The focus on typologies that seems key to the New Simplicity approach appears to entail pushing the types’ elements to radical dimensions of materiality, such as the Parrish Art Museum’s 600-foot length. It also seems to involve stripping any ornament. A great deal has been published about the museum’s origins as a Long Island (potato) barn. Walking around and through the building, one notices the limited vocabulary of architectural detail. The mechanical systems are placed and hidden below the concrete pedestal, which is gently raised above the ground. This move allows the roof to be as light and thin as possible. Only three systems are integrated into it—roof structure with skylights, sprinklers, and fluorescent lights. Otherwise, the design strategies that upgrade the Parrish barn to a cabin involve baring its plain architectural elements involving engineering (with the exception of the decision to paint the exhibition walls white, thinly veiling the actual wall for the display of art).

Herzog & de Meuron, plan and study model for the Parrish Art Museum, Water Mill, New York, 2008–12. © Herzog & de Meuron.

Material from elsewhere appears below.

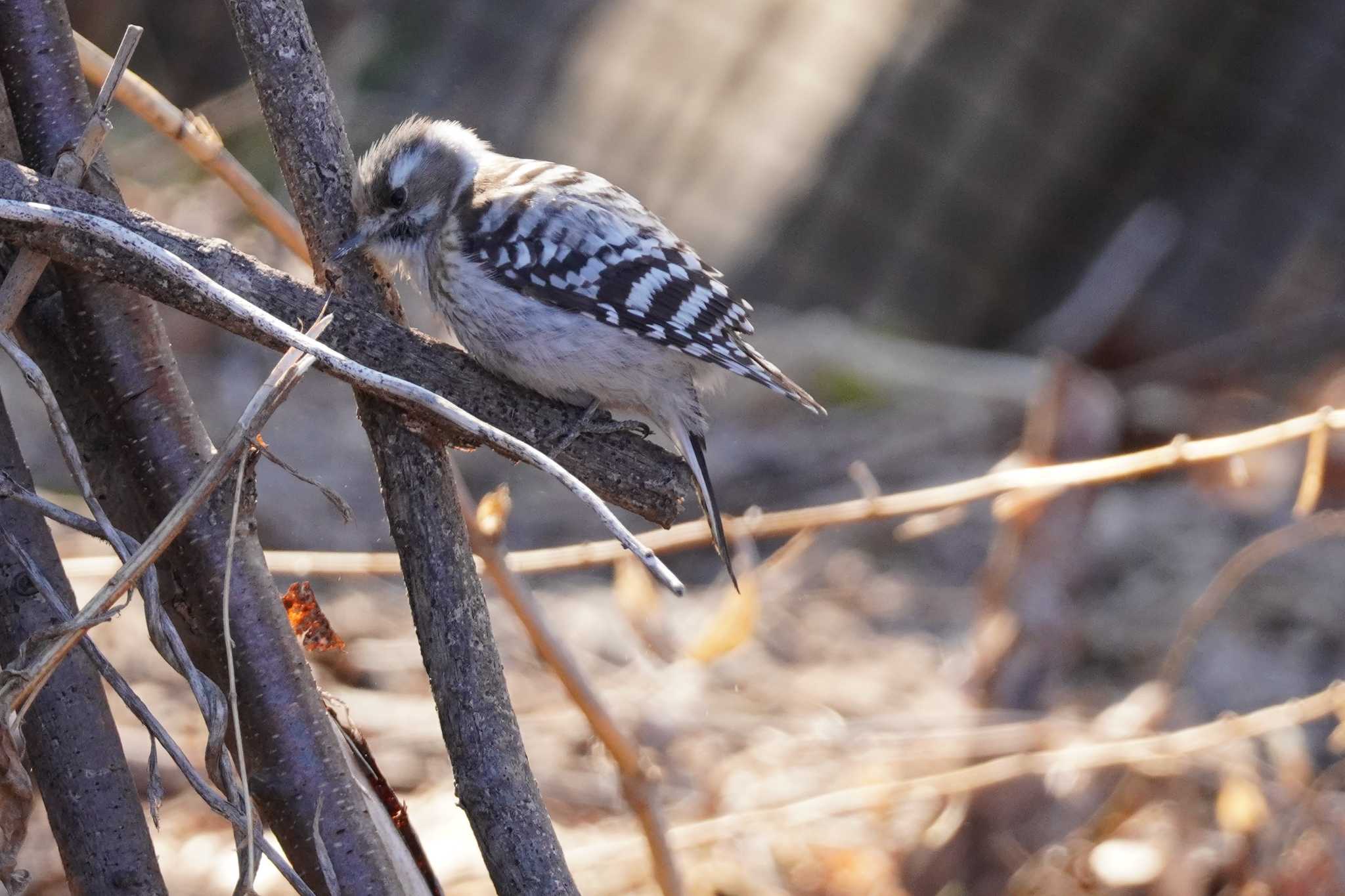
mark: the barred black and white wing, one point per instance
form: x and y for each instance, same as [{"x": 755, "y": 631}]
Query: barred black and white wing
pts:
[{"x": 575, "y": 241}]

Herzog and de Meuron’s second, realized Parrish Art Museum design should not be thought of as an alternative to their original art village concept. Instead the two designs have a parallel relationship, with the final design advancing their proposal for art museum-as-cabin. The major question that arises from examining the project in its wider context, as an architectural hinge between pre- and post-bubble, is this: How can Herzog & de Meuron’s choices inform the education of today’s young architects? How can we help prepare new designers to respond to abrupt changes affecting their own practices in the future?


  1. “History,” Parrish Art Museum, link

  2. According to Ascan Mergenthaler, Museum Insel Hombroich and the Louisiana Museum in Humlebæk were used as references in developing this modified museum typology. 

  3. “New Parrish Museum Unveiled,” Architectural Record, vol. 194, no. 9 (September 2006): 40. 

Srdjan Jovanovic Weiss is an architect living and working in New York. He is on the faculty at Columbia University GSAPP, where he investigates architecture traversing beyond political power. In 2003 he founded Normal Architecture Office (NAO) and is co-founder of the School of Missing Studies (SMS). His books include Socialist Architecture: The Vanishing Act (2012), Evasions of Power: On the Architecture of Adjustment (2008), and Almost Architecture (2006). In 2006–07 he worked with Herzog & de Meuron as architect and researcher of urban cultures.